By Rohey Jadama
The Executive Director of GAMCOTRAP, Dr Isatou Touray, said this year’s is an important day for the Gambian women and children, bringing in a new lease of life in promoting their sexual and reproductive health and rights.
“Ten years ago GAMCOTRAP led the first Dropping of the Knife in this stadium to celebrate the first group of 18 circumcisers and 63 communities, at a time we were not sure if we would witness the banning of FGM in the Gambia during our lifetime. Nevertheless we mustered courage and patience to continue the advocacy despite the challenges we faced across the country,” she said.
She said her organization the leading women’s right organisation has been engaged in a social mobilization campaign to create awareness about the effects of FGM on the sexual and reproductive health rights of women and children.
“A lot of gains have been registered in the Gambia to eradicate the practice with the most recent historic actions taken by the Gambia government to eradicate the practice. On the 23rd November 2015, Gambia President issued a presidential proclamation banning Female Genital Mutilation (FGM). Following this, on 28 December 2015, the National Assembly adopted the “Women’s Act Amendment Bill on FGM,” said the GAMCOTRAP Executive Director.
For her part, Madam Ade Lekoje, the United Nations Resident Coordinator to the Gambia, said the International Day of Zero Tolerance to Female Genital Mutilation is a United Nations (UN) campaign to end this harmful practice that violates the rights of women and girls. “FGM/C has been in our societies for a long time. We have our girls and women violated in the name of religion and tradition, leading to serious health and reproductive health consequences for them,” she said. “I am glad that the UN support through UNFPA and UNICEF joint program funded by the Department for International Development of the Government of United Kingdom (DFID) to end FGM in the Gambia is working with all stakeholders,” she added.
The UN Resident Coordinator said the presidential pronouncement banning FGM in the Gambia followed by the enactment of an anti-FGM/C bill on the 28th December 2015 by the National Assembly which the president has now signed will turn things around for women/girls. She said these actions show the Gambia’s strong continued commitment to implementing the International Convention for the Elimination of all forms of Discrimination Against Women (CEDAW) and the International Convention on the Rights of the Child (CRC) as well as the UN General Assembly Resolution for the Elimination of FGM/C, which the country adopted in 1979, 1989 and 2012 respectively.
“The abandonment of FGM will play a pivotal role in the critical transition for the women and girls in the Gambia, the UN will continue to support women empowerment and advocacy for pro-women policies,” said Madam Lekoje.
She also shared a personal story about complications she received from the procedure in the name of culture and tradition and urged women to seek knowledge to say no to harmful traditional practices.
For her part, the United States Ambassador to the Gambia Ambassador Alsup, said they reaffirm their commitment to bring an end to FGM here in the Gambia and worldwide.
“The fight against practices that violate human rights especially the human rights of women and girls is a fight that is full of challenges but also of victories. FGM is the violation of human rights of women and girls that occur worldwide and in recent years there has been some momentum towards accelerating its elimination and it is only happening because of decade long efforts by committed activists in the Gambia and other parts of the world. FGM is a problem throughout the world. Recently UNICEF came with a study that FGM is practice in Indonesia, Iran, Iraq, India, Pakistan as well as in Europe and the United States of America.”
She said effective legislation backed by actions are fundamental and crucial factors to successfully combat this form of Gender Based Violence, to protect its victims and to end impunity; in addition the perpetrators are to be held accountable as legislation protects and provides the legal tools for women and girls willing to defy social pressures and tradition and reject FGM and also establish the legal environment that legitimizes and facilitates the advocacy and educational work of anti FGM activists and women’s rights groups.
She said there are other countries where legislation is absent and women/girls are not protected.
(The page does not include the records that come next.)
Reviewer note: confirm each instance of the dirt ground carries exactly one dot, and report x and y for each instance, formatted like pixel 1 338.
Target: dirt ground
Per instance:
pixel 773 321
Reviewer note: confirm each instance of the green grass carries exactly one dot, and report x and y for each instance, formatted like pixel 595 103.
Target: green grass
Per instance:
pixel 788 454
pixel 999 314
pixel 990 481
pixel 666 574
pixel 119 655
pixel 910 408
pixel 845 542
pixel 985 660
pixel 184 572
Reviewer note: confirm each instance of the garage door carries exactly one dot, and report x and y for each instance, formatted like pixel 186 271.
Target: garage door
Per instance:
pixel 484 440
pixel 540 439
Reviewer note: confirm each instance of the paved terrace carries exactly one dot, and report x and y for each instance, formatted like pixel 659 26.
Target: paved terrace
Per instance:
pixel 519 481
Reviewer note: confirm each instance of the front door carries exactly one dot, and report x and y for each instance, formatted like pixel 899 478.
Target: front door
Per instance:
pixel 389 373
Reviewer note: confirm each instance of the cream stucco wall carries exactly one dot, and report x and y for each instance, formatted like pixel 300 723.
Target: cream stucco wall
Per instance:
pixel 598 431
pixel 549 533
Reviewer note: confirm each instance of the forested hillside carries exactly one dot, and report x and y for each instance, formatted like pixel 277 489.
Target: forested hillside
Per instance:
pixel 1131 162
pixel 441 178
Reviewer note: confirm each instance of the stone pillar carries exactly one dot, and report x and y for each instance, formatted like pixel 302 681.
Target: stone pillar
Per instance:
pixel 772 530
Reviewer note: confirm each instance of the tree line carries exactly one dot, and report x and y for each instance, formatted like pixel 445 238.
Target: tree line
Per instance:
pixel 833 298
She posited that the role of activists continues to be to sensitize the citizenry to the existence of the laws to protect themselves against the violation.
She appealed to states that have not legislated against the practice to follow the likes of the Gambia where legislation has recently being adopted and she hailed it as a great step in the battle against FGM not only in the Gambia but worldwide.
GAMCOTRAP also awarded eminent persons and institutions for the great work and support they have given to the organisation to end FGM.
After the opening ceremony consultation process continued as eminent speakers carved the way forward for the organization; Overview on progress made in banning FGM in The Gambia was done by the Executive Director GAMCOTRAP; Reflections on the banning was done by Sidia Jatta former GAMCOTRAP Chair; Understanding the legal implications of the law on FGM to the population by Amie Sillah of Foroyaa; the role of civil society in the implementation of the FGM law was presented by K.K Barrow of TANGO; Imam Yaya Janneh of Pirang and Oustass Sanuwo of Foreign Affairs gave the religious perspective while Ajaratou Fatou Njie Fofana Regional Coordinator and Deputy Mobiliser APRC led the Grass root women’s reflection on FGM law in the local language.